I'm a New Zealander (but I live in Australia) and I got them all correct, I'm quite proud considering that NZ has adopted many US spellings (though we'll probably never drop the u from colour and other like words).
Good quiz! However, I have a couple of comments: a) "pyjamas"/"pajamas" and "aluminium"/"aluminum" are not strictly speaking differences in spelling of the same words, but in use of words which slightly different and differently pronounced; b) I think it is unfortunate to include "story" and "check" into this list, because those are perfectly acceptable British spellings, even though only applicable for some usage of the American spelling.
Great quiz! I had no idea that a lot of these words were spelled differently. With regards to the debate occurring in the comments, I agree that that the "better" dialect is completely subjective. Living my entire life in the United States, it looks weird and incorrect when I see "realise" or "ageing," but I know that's just me.

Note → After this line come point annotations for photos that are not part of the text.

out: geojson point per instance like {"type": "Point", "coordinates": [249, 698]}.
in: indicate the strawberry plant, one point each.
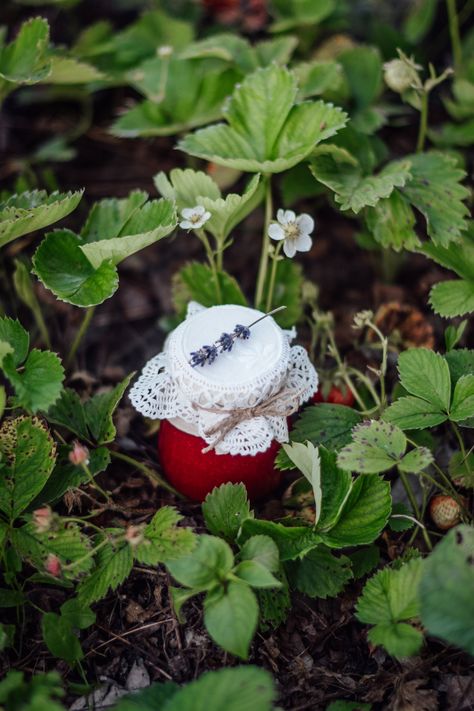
{"type": "Point", "coordinates": [313, 160]}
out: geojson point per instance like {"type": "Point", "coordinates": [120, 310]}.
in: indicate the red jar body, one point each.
{"type": "Point", "coordinates": [195, 474]}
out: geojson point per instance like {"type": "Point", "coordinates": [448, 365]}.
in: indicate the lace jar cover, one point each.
{"type": "Point", "coordinates": [197, 399]}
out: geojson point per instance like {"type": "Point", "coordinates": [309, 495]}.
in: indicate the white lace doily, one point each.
{"type": "Point", "coordinates": [169, 388]}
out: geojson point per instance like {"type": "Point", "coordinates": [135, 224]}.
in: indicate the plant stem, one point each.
{"type": "Point", "coordinates": [148, 471]}
{"type": "Point", "coordinates": [82, 330]}
{"type": "Point", "coordinates": [93, 483]}
{"type": "Point", "coordinates": [465, 455]}
{"type": "Point", "coordinates": [420, 144]}
{"type": "Point", "coordinates": [344, 371]}
{"type": "Point", "coordinates": [383, 365]}
{"type": "Point", "coordinates": [212, 263]}
{"type": "Point", "coordinates": [416, 509]}
{"type": "Point", "coordinates": [454, 34]}
{"type": "Point", "coordinates": [220, 253]}
{"type": "Point", "coordinates": [89, 554]}
{"type": "Point", "coordinates": [271, 286]}
{"type": "Point", "coordinates": [262, 270]}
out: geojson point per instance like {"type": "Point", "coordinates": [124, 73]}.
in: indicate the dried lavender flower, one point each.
{"type": "Point", "coordinates": [208, 354]}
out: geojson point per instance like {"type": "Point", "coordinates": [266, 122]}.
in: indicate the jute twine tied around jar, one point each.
{"type": "Point", "coordinates": [283, 403]}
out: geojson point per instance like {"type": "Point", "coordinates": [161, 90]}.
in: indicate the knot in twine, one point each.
{"type": "Point", "coordinates": [282, 404]}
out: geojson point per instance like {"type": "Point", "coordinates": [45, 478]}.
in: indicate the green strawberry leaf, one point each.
{"type": "Point", "coordinates": [113, 564]}
{"type": "Point", "coordinates": [320, 573]}
{"type": "Point", "coordinates": [231, 617]}
{"type": "Point", "coordinates": [389, 599]}
{"type": "Point", "coordinates": [329, 425]}
{"type": "Point", "coordinates": [364, 515]}
{"type": "Point", "coordinates": [354, 190]}
{"type": "Point", "coordinates": [38, 385]}
{"type": "Point", "coordinates": [224, 510]}
{"type": "Point", "coordinates": [32, 211]}
{"type": "Point", "coordinates": [435, 190]}
{"type": "Point", "coordinates": [163, 539]}
{"type": "Point", "coordinates": [25, 60]}
{"type": "Point", "coordinates": [13, 334]}
{"type": "Point", "coordinates": [446, 600]}
{"type": "Point", "coordinates": [267, 132]}
{"type": "Point", "coordinates": [29, 454]}
{"type": "Point", "coordinates": [209, 562]}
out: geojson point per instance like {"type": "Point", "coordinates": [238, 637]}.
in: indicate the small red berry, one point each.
{"type": "Point", "coordinates": [444, 511]}
{"type": "Point", "coordinates": [336, 396]}
{"type": "Point", "coordinates": [341, 396]}
{"type": "Point", "coordinates": [53, 565]}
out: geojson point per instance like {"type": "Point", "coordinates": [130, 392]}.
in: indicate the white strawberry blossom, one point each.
{"type": "Point", "coordinates": [194, 217]}
{"type": "Point", "coordinates": [295, 231]}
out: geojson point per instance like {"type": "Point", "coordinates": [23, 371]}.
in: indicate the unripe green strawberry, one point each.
{"type": "Point", "coordinates": [444, 511]}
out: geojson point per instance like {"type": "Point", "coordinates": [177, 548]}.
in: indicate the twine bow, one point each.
{"type": "Point", "coordinates": [282, 404]}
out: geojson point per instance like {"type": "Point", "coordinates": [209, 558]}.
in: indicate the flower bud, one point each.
{"type": "Point", "coordinates": [165, 51]}
{"type": "Point", "coordinates": [401, 74]}
{"type": "Point", "coordinates": [363, 318]}
{"type": "Point", "coordinates": [42, 519]}
{"type": "Point", "coordinates": [53, 565]}
{"type": "Point", "coordinates": [134, 535]}
{"type": "Point", "coordinates": [445, 512]}
{"type": "Point", "coordinates": [79, 454]}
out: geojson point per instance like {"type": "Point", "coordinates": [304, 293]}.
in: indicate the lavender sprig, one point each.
{"type": "Point", "coordinates": [208, 354]}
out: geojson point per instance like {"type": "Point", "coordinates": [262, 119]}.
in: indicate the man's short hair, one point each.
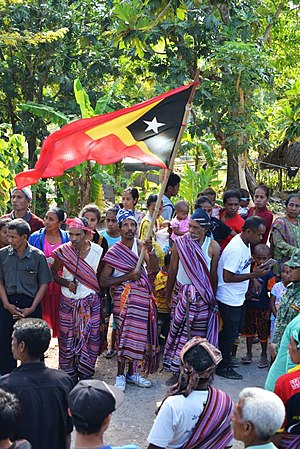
{"type": "Point", "coordinates": [35, 333]}
{"type": "Point", "coordinates": [253, 223]}
{"type": "Point", "coordinates": [263, 409]}
{"type": "Point", "coordinates": [90, 402]}
{"type": "Point", "coordinates": [173, 180]}
{"type": "Point", "coordinates": [231, 194]}
{"type": "Point", "coordinates": [10, 412]}
{"type": "Point", "coordinates": [21, 226]}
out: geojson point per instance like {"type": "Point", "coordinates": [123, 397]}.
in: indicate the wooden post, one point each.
{"type": "Point", "coordinates": [168, 171]}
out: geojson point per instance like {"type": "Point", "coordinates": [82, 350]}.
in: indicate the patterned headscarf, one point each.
{"type": "Point", "coordinates": [123, 214]}
{"type": "Point", "coordinates": [78, 224]}
{"type": "Point", "coordinates": [189, 377]}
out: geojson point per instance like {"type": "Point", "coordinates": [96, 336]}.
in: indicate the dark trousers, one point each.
{"type": "Point", "coordinates": [7, 362]}
{"type": "Point", "coordinates": [231, 317]}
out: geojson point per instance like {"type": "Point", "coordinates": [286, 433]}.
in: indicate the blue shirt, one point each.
{"type": "Point", "coordinates": [110, 240]}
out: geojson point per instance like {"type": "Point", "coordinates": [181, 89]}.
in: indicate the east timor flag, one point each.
{"type": "Point", "coordinates": [146, 131]}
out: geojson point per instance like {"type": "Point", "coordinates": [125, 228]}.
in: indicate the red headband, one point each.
{"type": "Point", "coordinates": [77, 223]}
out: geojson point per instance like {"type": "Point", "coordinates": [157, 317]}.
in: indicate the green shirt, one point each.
{"type": "Point", "coordinates": [25, 274]}
{"type": "Point", "coordinates": [288, 310]}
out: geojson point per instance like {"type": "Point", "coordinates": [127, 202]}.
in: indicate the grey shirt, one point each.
{"type": "Point", "coordinates": [25, 274]}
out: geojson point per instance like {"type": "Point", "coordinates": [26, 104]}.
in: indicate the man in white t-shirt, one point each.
{"type": "Point", "coordinates": [234, 275]}
{"type": "Point", "coordinates": [193, 411]}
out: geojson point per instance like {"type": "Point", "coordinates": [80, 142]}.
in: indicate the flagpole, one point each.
{"type": "Point", "coordinates": [168, 171]}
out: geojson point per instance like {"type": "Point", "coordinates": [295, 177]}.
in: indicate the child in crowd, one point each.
{"type": "Point", "coordinates": [180, 224]}
{"type": "Point", "coordinates": [163, 316]}
{"type": "Point", "coordinates": [3, 232]}
{"type": "Point", "coordinates": [162, 236]}
{"type": "Point", "coordinates": [261, 197]}
{"type": "Point", "coordinates": [276, 293]}
{"type": "Point", "coordinates": [257, 318]}
{"type": "Point", "coordinates": [10, 413]}
{"type": "Point", "coordinates": [212, 195]}
{"type": "Point", "coordinates": [244, 203]}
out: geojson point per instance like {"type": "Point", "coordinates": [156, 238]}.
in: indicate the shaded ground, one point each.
{"type": "Point", "coordinates": [132, 422]}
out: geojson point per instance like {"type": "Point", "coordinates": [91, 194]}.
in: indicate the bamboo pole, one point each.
{"type": "Point", "coordinates": [168, 171]}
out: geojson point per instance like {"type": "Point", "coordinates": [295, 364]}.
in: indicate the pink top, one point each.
{"type": "Point", "coordinates": [182, 225]}
{"type": "Point", "coordinates": [48, 248]}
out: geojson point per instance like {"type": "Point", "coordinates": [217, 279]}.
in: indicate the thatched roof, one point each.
{"type": "Point", "coordinates": [285, 155]}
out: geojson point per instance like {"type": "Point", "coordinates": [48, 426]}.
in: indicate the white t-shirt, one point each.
{"type": "Point", "coordinates": [235, 258]}
{"type": "Point", "coordinates": [176, 420]}
{"type": "Point", "coordinates": [93, 259]}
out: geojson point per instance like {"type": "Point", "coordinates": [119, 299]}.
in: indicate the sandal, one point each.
{"type": "Point", "coordinates": [110, 354]}
{"type": "Point", "coordinates": [263, 363]}
{"type": "Point", "coordinates": [247, 359]}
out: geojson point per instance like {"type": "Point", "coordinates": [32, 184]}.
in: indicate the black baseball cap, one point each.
{"type": "Point", "coordinates": [91, 401]}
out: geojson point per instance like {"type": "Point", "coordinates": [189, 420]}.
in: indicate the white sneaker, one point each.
{"type": "Point", "coordinates": [138, 380]}
{"type": "Point", "coordinates": [120, 382]}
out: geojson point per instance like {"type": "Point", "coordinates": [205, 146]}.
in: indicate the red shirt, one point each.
{"type": "Point", "coordinates": [288, 384]}
{"type": "Point", "coordinates": [235, 223]}
{"type": "Point", "coordinates": [33, 220]}
{"type": "Point", "coordinates": [266, 215]}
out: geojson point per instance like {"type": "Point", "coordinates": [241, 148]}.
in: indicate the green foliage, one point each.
{"type": "Point", "coordinates": [12, 148]}
{"type": "Point", "coordinates": [286, 113]}
{"type": "Point", "coordinates": [193, 182]}
{"type": "Point", "coordinates": [147, 187]}
{"type": "Point", "coordinates": [47, 113]}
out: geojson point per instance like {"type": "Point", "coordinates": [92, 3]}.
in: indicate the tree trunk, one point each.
{"type": "Point", "coordinates": [232, 181]}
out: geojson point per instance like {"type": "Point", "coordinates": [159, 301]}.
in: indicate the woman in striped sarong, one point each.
{"type": "Point", "coordinates": [134, 305]}
{"type": "Point", "coordinates": [194, 415]}
{"type": "Point", "coordinates": [194, 309]}
{"type": "Point", "coordinates": [80, 315]}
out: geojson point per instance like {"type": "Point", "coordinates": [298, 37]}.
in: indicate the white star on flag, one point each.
{"type": "Point", "coordinates": [153, 125]}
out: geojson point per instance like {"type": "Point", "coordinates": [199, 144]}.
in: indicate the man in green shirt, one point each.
{"type": "Point", "coordinates": [24, 274]}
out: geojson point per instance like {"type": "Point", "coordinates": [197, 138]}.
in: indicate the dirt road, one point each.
{"type": "Point", "coordinates": [132, 422]}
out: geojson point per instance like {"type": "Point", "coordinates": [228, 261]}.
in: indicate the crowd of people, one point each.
{"type": "Point", "coordinates": [208, 277]}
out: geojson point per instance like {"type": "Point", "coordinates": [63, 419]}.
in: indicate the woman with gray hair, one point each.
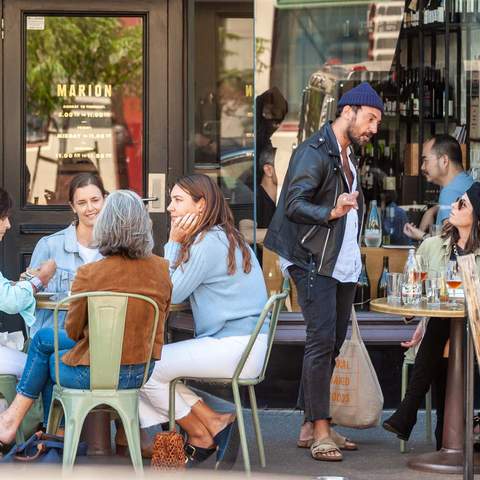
{"type": "Point", "coordinates": [123, 234]}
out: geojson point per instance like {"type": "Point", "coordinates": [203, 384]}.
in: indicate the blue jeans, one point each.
{"type": "Point", "coordinates": [39, 373]}
{"type": "Point", "coordinates": [326, 307]}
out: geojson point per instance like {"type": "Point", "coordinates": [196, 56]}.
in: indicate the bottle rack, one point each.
{"type": "Point", "coordinates": [435, 25]}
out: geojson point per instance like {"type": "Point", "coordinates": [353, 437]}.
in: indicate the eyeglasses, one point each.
{"type": "Point", "coordinates": [461, 202]}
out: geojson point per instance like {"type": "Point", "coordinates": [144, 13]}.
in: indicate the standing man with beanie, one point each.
{"type": "Point", "coordinates": [315, 231]}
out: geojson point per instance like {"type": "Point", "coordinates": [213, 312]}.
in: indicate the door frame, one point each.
{"type": "Point", "coordinates": [31, 222]}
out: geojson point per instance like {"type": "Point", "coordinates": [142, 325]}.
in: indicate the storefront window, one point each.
{"type": "Point", "coordinates": [221, 98]}
{"type": "Point", "coordinates": [83, 103]}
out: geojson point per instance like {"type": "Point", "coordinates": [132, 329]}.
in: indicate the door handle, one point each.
{"type": "Point", "coordinates": [156, 192]}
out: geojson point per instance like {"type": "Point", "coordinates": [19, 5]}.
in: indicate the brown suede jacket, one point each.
{"type": "Point", "coordinates": [146, 276]}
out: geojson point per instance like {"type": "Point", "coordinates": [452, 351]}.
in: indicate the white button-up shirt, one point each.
{"type": "Point", "coordinates": [349, 262]}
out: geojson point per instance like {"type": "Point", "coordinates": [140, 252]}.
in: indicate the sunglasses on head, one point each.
{"type": "Point", "coordinates": [461, 202]}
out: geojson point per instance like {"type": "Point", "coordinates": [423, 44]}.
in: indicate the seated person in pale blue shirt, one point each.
{"type": "Point", "coordinates": [212, 266]}
{"type": "Point", "coordinates": [18, 297]}
{"type": "Point", "coordinates": [441, 165]}
{"type": "Point", "coordinates": [71, 247]}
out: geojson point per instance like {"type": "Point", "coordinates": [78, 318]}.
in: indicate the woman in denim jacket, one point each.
{"type": "Point", "coordinates": [18, 297]}
{"type": "Point", "coordinates": [71, 247]}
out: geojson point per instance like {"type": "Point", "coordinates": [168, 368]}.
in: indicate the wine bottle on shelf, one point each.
{"type": "Point", "coordinates": [415, 94]}
{"type": "Point", "coordinates": [373, 227]}
{"type": "Point", "coordinates": [448, 108]}
{"type": "Point", "coordinates": [362, 292]}
{"type": "Point", "coordinates": [427, 93]}
{"type": "Point", "coordinates": [439, 94]}
{"type": "Point", "coordinates": [412, 285]}
{"type": "Point", "coordinates": [382, 281]}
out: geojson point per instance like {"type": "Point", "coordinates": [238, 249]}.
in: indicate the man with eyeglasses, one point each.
{"type": "Point", "coordinates": [441, 165]}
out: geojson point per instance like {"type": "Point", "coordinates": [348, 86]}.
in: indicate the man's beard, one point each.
{"type": "Point", "coordinates": [356, 140]}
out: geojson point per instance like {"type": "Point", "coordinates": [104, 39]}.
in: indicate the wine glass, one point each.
{"type": "Point", "coordinates": [454, 280]}
{"type": "Point", "coordinates": [422, 264]}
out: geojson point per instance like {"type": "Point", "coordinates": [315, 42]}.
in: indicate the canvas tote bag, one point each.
{"type": "Point", "coordinates": [356, 399]}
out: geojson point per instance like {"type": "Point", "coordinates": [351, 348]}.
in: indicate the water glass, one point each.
{"type": "Point", "coordinates": [433, 285]}
{"type": "Point", "coordinates": [394, 287]}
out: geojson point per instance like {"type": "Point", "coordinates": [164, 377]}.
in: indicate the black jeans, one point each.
{"type": "Point", "coordinates": [326, 306]}
{"type": "Point", "coordinates": [430, 369]}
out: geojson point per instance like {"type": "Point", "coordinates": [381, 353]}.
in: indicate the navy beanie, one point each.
{"type": "Point", "coordinates": [473, 194]}
{"type": "Point", "coordinates": [362, 95]}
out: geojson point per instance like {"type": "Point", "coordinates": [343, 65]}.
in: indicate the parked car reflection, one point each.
{"type": "Point", "coordinates": [234, 175]}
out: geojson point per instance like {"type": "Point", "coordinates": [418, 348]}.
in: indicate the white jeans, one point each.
{"type": "Point", "coordinates": [12, 362]}
{"type": "Point", "coordinates": [202, 358]}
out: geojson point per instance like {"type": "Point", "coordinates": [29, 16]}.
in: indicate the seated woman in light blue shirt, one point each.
{"type": "Point", "coordinates": [212, 266]}
{"type": "Point", "coordinates": [18, 297]}
{"type": "Point", "coordinates": [71, 247]}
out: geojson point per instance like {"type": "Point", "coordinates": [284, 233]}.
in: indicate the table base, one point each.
{"type": "Point", "coordinates": [443, 461]}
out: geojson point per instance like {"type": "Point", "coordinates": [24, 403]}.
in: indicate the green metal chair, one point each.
{"type": "Point", "coordinates": [106, 323]}
{"type": "Point", "coordinates": [273, 305]}
{"type": "Point", "coordinates": [409, 359]}
{"type": "Point", "coordinates": [8, 391]}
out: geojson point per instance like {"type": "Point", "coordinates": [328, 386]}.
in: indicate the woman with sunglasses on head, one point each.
{"type": "Point", "coordinates": [212, 266]}
{"type": "Point", "coordinates": [72, 246]}
{"type": "Point", "coordinates": [460, 236]}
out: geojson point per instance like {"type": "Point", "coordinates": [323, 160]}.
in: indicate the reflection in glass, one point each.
{"type": "Point", "coordinates": [221, 132]}
{"type": "Point", "coordinates": [84, 103]}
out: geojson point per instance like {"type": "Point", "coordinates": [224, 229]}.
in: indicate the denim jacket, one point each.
{"type": "Point", "coordinates": [17, 298]}
{"type": "Point", "coordinates": [63, 248]}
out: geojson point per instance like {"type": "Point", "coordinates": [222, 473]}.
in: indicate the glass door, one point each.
{"type": "Point", "coordinates": [77, 79]}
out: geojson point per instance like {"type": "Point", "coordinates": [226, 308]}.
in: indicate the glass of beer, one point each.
{"type": "Point", "coordinates": [454, 280]}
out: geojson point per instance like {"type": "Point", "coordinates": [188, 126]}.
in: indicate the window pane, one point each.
{"type": "Point", "coordinates": [84, 104]}
{"type": "Point", "coordinates": [221, 108]}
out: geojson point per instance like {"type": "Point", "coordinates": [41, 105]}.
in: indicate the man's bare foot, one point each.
{"type": "Point", "coordinates": [306, 434]}
{"type": "Point", "coordinates": [220, 422]}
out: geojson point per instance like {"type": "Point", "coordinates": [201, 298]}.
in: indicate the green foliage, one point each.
{"type": "Point", "coordinates": [82, 50]}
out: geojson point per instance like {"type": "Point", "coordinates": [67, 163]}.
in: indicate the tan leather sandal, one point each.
{"type": "Point", "coordinates": [321, 449]}
{"type": "Point", "coordinates": [343, 443]}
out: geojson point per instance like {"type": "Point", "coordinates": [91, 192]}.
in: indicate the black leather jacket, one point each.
{"type": "Point", "coordinates": [300, 231]}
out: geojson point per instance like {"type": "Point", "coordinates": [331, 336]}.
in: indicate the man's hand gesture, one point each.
{"type": "Point", "coordinates": [345, 202]}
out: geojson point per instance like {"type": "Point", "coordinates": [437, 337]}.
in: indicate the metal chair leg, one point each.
{"type": "Point", "coordinates": [428, 416]}
{"type": "Point", "coordinates": [256, 424]}
{"type": "Point", "coordinates": [171, 404]}
{"type": "Point", "coordinates": [241, 428]}
{"type": "Point", "coordinates": [403, 444]}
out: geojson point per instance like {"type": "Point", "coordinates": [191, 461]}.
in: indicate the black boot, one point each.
{"type": "Point", "coordinates": [403, 420]}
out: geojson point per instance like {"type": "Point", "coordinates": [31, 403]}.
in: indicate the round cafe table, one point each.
{"type": "Point", "coordinates": [450, 459]}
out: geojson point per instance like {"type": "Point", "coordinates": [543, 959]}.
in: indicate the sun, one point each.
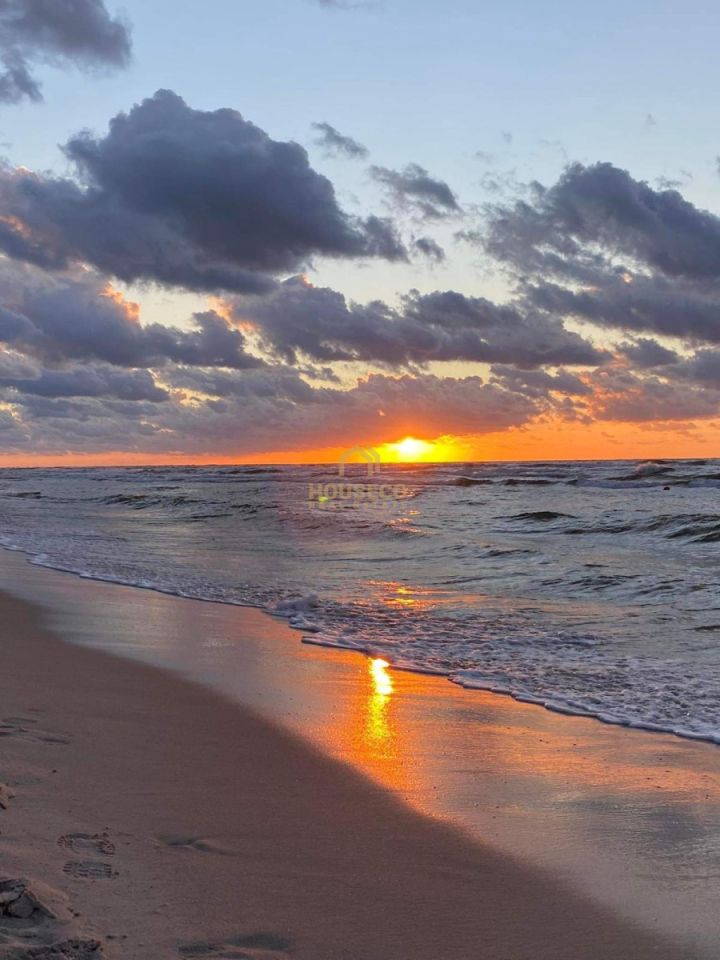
{"type": "Point", "coordinates": [411, 449]}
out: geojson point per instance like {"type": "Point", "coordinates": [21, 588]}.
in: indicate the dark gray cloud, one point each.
{"type": "Point", "coordinates": [413, 188]}
{"type": "Point", "coordinates": [336, 144]}
{"type": "Point", "coordinates": [258, 410]}
{"type": "Point", "coordinates": [88, 381]}
{"type": "Point", "coordinates": [646, 354]}
{"type": "Point", "coordinates": [605, 248]}
{"type": "Point", "coordinates": [299, 319]}
{"type": "Point", "coordinates": [66, 318]}
{"type": "Point", "coordinates": [429, 248]}
{"type": "Point", "coordinates": [198, 199]}
{"type": "Point", "coordinates": [656, 304]}
{"type": "Point", "coordinates": [595, 214]}
{"type": "Point", "coordinates": [81, 33]}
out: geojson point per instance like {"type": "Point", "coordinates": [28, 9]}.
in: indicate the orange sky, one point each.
{"type": "Point", "coordinates": [548, 440]}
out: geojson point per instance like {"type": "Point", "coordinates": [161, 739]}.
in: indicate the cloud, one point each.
{"type": "Point", "coordinates": [80, 317]}
{"type": "Point", "coordinates": [413, 188]}
{"type": "Point", "coordinates": [302, 320]}
{"type": "Point", "coordinates": [596, 213]}
{"type": "Point", "coordinates": [429, 248]}
{"type": "Point", "coordinates": [610, 250]}
{"type": "Point", "coordinates": [61, 32]}
{"type": "Point", "coordinates": [264, 410]}
{"type": "Point", "coordinates": [623, 396]}
{"type": "Point", "coordinates": [645, 354]}
{"type": "Point", "coordinates": [89, 382]}
{"type": "Point", "coordinates": [198, 199]}
{"type": "Point", "coordinates": [336, 144]}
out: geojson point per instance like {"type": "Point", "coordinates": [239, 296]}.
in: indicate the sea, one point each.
{"type": "Point", "coordinates": [591, 588]}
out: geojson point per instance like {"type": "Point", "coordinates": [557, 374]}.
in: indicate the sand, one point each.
{"type": "Point", "coordinates": [151, 818]}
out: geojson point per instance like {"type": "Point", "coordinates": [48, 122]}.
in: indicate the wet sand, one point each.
{"type": "Point", "coordinates": [159, 819]}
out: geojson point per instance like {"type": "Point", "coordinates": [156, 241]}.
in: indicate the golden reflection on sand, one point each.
{"type": "Point", "coordinates": [378, 730]}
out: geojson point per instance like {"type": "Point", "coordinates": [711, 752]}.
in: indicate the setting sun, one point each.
{"type": "Point", "coordinates": [412, 449]}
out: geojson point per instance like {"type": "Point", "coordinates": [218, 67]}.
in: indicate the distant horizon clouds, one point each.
{"type": "Point", "coordinates": [584, 300]}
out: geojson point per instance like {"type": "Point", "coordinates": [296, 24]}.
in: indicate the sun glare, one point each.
{"type": "Point", "coordinates": [411, 449]}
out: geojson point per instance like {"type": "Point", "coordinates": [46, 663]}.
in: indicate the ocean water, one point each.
{"type": "Point", "coordinates": [590, 588]}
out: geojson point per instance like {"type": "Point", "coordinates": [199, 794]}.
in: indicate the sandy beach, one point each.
{"type": "Point", "coordinates": [153, 818]}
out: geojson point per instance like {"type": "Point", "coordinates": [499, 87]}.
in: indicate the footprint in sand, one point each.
{"type": "Point", "coordinates": [5, 796]}
{"type": "Point", "coordinates": [224, 846]}
{"type": "Point", "coordinates": [98, 843]}
{"type": "Point", "coordinates": [253, 946]}
{"type": "Point", "coordinates": [26, 728]}
{"type": "Point", "coordinates": [89, 870]}
{"type": "Point", "coordinates": [64, 950]}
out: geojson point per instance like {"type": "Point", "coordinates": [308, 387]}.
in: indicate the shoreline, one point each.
{"type": "Point", "coordinates": [157, 818]}
{"type": "Point", "coordinates": [625, 818]}
{"type": "Point", "coordinates": [316, 640]}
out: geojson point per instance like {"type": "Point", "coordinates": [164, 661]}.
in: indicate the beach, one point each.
{"type": "Point", "coordinates": [159, 818]}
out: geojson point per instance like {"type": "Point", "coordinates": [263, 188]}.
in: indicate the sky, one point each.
{"type": "Point", "coordinates": [271, 232]}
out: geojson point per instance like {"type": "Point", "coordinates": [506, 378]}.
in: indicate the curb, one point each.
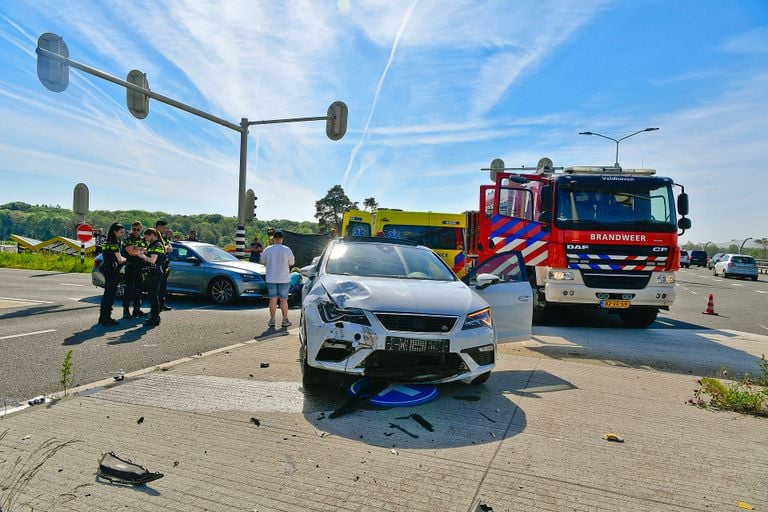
{"type": "Point", "coordinates": [106, 383]}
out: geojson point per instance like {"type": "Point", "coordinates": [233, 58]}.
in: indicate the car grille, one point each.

I wonder how many people often berate Americans over their refusal to use metric whilst simultaneously insisting on retaining British spellings because.... tradition (ignoring the constant flux in spellings until relatively recent standardization). Plainly 'analyze' more accurately captures the pronunciation of that word than 'analyse'. Of course there are a few I'll stand firm on - 'aluminum' is just an odd American quirk, as no one else pronounces it that way.
Implying English is a language that is "read". Should they have changed "who" to hoo? "bought" to "bawt"? "laugh" to "larf"? American spellings are plainly more phonetically spelt than British spellings.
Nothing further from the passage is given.